Fazit aus dem Sicherheitstag NRW – Wachsamkeit ist die beste Prävention!

Die Schreckensbilder und Nachrichten über die Terroranschläge in Barcelona und London in den vergangenen Monaten stecken uns wohl alle noch in den Knochen. Das BKA warnte kürzlich vor erhöhter Anschlagsgefahr auf den Bahnverkehr, Europol-Chef Rob Wainwright sagte Ende Juni 2017, die Terrorgefahr sei die höchste der vergangenen 20 Jahre.

Was bedeutet das für deutsche Unternehmen – sind sie gut vorbereitet auf die akute Terrorgefahr?

Die Informationsvielfalt in den Medien beflügelt beinahe täglich unsere Angst – in der Regel der schlechteste Berater.

Die Experten auf dem Sicherheitstag NRW lieferten interessante Einblicke: die nationale Bedrohungssituation beleuchtete der Leiter des Landesamtes für Verfassungsschutz Burkhard Freier. Zu den internationalen Aspekten der terroristischen Bedrohung referierte - eigens aus New York angereist - Dr. Hans-Jakob Schindler, Koordinator des ISIL / Al Quaida / Taliban Monitoring Teams der Vereinten Nationen.

Angesichts der verschiedenen Arten des Terrors lag das Hauptaugenmerk auf der Gefahr durch Radikalisierung. Die Täterprofile zeigen, dass diese immer jünger werden. Was also macht das Marketing des sogenannten Islamischen Staates besser als unsere freiheitliche Demokratie? Warum radikalisieren sich junge Menschen? Dazu gab uns der Islamwissenschaftler Dr. Michael Kiefer einen guten Einblick.

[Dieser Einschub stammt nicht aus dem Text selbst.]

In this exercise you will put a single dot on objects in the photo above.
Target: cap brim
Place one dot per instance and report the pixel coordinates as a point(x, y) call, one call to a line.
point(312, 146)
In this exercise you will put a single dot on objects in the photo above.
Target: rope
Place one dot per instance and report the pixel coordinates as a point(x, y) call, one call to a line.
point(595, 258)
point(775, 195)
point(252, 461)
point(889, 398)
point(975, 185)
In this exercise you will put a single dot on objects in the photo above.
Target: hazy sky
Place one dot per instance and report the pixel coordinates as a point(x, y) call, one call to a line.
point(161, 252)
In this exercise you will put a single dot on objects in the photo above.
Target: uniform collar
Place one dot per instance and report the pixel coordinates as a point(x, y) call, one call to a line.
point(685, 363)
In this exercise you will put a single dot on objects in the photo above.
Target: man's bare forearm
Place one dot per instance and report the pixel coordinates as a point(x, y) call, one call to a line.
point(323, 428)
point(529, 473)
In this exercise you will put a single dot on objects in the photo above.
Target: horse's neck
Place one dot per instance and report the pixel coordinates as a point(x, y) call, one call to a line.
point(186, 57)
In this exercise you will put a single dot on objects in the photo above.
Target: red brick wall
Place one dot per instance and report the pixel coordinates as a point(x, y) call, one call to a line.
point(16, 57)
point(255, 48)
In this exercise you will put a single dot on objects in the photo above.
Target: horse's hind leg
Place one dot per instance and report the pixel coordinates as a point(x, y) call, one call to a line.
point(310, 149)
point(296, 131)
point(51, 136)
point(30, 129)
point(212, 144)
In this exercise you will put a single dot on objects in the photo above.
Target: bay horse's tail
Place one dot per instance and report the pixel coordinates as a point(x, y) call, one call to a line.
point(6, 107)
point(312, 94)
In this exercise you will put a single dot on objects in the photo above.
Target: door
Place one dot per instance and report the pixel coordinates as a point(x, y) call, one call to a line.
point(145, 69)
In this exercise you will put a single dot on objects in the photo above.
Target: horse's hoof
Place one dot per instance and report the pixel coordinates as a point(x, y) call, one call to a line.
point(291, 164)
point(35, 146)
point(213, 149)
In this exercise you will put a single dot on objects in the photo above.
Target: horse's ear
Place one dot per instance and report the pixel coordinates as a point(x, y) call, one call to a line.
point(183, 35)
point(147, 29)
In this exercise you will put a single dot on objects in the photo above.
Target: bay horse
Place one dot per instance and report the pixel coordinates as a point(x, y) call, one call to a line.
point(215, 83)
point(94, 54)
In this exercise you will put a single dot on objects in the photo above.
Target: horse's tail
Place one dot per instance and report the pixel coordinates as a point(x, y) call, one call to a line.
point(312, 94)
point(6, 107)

Eines wurde in unserer abschließenden Podiumsdiskussion noch einmal deutlich unterstrichen. Ja, die Terrorgefahr ist auf dem höchsten Stand der vergangenen 20 Jahre und wird in der näheren Zukunft wohl auch nicht abnehmen.

Was können wir also tun?

Erstens: Das unbedingte Festhalten an unseren freiheitlich-demokratischen Grundwerten! Auch, wenn es vielleicht manchmal schwer fällt. Alles, was wir über Jahrzehnte erreicht haben, dürfen wir uns durch die bewusste Erschütterung unserer Lebensweise durch Terror nicht nehmen lassen. Jeder Anschlag lässt Rufe laut werden - nach mehr Kontrolle, mehr Überwachung, mehr Staat. Grundsätzlich sind damit aber immer Einschränkungen für uns selbst die Folge, auch für die Wirtschaft, daran müssen wir denken.

Zweitens: Die Wachsamkeit – von uns allen. Unabhängig, ob in der Schule, in der Familie oder am Arbeitsplatz. Den Mitmenschen wahrnehmen und mögliche Veränderungen an die zuständigen Personen weitergeben – je früher je besser: Das eröffnet die Chance, sich radikalisierende Menschen aufzufangen und hoffentlich aus diesem Teufelskreis herauszuholen, bevor sie zur Bedrohung werden.

Im Unternehmen müssen dafür vernünftige Prozesse etabliert und verantwortliche Personen benannt sein. Und: die Mitarbeiter müssen sensibilisiert werden. Sie müssen wissen, dass Wachsamkeit die beste Prävention ist.

Letztlich trifft das auf alle Gefahren in und für Unternehmen zu: Ob Cyberkriminalität, Korruption, Terrorismus oder Radikalisierung. Nur wer diese Gefahren kennt und weiß, worauf zu achten ist, kann sich selbst, Kollegen und das Unternehmen schützen.